Members also accused the administration of killing jobs, in ways such as Interior Secretary Ken Salazar’s recent decision to withdraw 1 million acres around the Grand Canyon from new uranium mining. Senator Orin Hatch (R-UT) railed against “the extremist policies of this administration.”
But, new on-the-ground evidence shows that westerners don’t necessarily believe with the assertion that regulations kill jobs. A recent poll from the Colorado College State of the Rockies Project found that voters in six western states overwhelmingly believe that regulations do not harm business. Only 38 percent of respondents agreed (and 60 percent disagreed) with the statement that:
One of the best ways to create jobs is to cut back environmental regulations that are weighing down [your state’s] businesses.
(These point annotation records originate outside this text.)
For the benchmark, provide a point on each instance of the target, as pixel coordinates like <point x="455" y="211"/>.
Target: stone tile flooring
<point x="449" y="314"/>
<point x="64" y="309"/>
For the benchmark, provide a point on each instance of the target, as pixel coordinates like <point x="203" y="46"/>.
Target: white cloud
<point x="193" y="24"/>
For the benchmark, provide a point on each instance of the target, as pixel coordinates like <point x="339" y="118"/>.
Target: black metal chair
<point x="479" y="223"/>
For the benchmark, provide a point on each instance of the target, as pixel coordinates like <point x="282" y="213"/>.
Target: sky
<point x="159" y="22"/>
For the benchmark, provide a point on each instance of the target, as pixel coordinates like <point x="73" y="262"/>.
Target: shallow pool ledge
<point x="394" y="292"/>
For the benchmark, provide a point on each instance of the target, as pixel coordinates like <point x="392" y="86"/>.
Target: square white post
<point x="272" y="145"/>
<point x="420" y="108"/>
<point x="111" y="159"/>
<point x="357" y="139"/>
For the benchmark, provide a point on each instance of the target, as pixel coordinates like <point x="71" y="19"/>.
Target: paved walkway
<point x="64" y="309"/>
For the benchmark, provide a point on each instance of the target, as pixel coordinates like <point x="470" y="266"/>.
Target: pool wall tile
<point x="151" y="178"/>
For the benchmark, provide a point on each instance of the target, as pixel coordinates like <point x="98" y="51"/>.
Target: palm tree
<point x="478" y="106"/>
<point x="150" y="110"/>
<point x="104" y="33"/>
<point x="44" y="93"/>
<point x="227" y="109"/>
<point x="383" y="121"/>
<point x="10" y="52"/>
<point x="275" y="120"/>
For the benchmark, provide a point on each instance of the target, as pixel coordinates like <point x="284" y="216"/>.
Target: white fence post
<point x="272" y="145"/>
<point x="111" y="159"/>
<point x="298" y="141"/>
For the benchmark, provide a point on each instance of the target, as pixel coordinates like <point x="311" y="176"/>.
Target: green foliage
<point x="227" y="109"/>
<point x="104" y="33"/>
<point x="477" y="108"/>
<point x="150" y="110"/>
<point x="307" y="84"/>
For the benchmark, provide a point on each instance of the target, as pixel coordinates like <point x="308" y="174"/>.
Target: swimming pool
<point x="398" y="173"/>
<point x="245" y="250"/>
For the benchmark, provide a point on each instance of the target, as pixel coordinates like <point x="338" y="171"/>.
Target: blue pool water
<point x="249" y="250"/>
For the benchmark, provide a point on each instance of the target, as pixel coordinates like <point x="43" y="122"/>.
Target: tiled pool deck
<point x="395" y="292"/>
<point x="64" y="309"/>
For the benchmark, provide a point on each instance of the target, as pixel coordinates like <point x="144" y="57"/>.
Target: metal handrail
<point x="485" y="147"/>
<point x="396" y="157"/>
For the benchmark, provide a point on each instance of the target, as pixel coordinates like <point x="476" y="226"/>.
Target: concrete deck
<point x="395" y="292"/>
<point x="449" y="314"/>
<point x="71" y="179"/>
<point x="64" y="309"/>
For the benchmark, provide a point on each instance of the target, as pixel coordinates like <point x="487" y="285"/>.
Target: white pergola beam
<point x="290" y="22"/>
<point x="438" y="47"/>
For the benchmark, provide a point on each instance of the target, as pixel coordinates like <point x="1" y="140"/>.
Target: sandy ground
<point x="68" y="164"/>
Another question on the poll asked, “when you hear about the laws that govern industry’s responsibility for [your state’s] clean water, clean air, natural areas and wildlife do you think those are more likely to be…”:
- 63 percent answered “…important safeguards to protect private property owners, public health and taxpayers from toxic pollution and costly clean‐ups.”
- 29 percent answered “…burdensome regulations that tie up industry in red tape, hurt them too much financially, and cost jobs.”
On top of this, westerners are not particularly trustful of the mining, drilling, and logging companies that Republicans promote and defend. In fact, only 21 percent of voters queried in the poll believed that “we can trust companies to act responsibly to protect [your state’s] land, water and wildlife on their own, without laws and regulations that require them to do so.”
Rather than bash environmental regulations, Republican leaders would do well to listen to what their constituents are telling them—that regulations help keep protect and preserve the land, water, air, and wildlife that makes the American West so unique.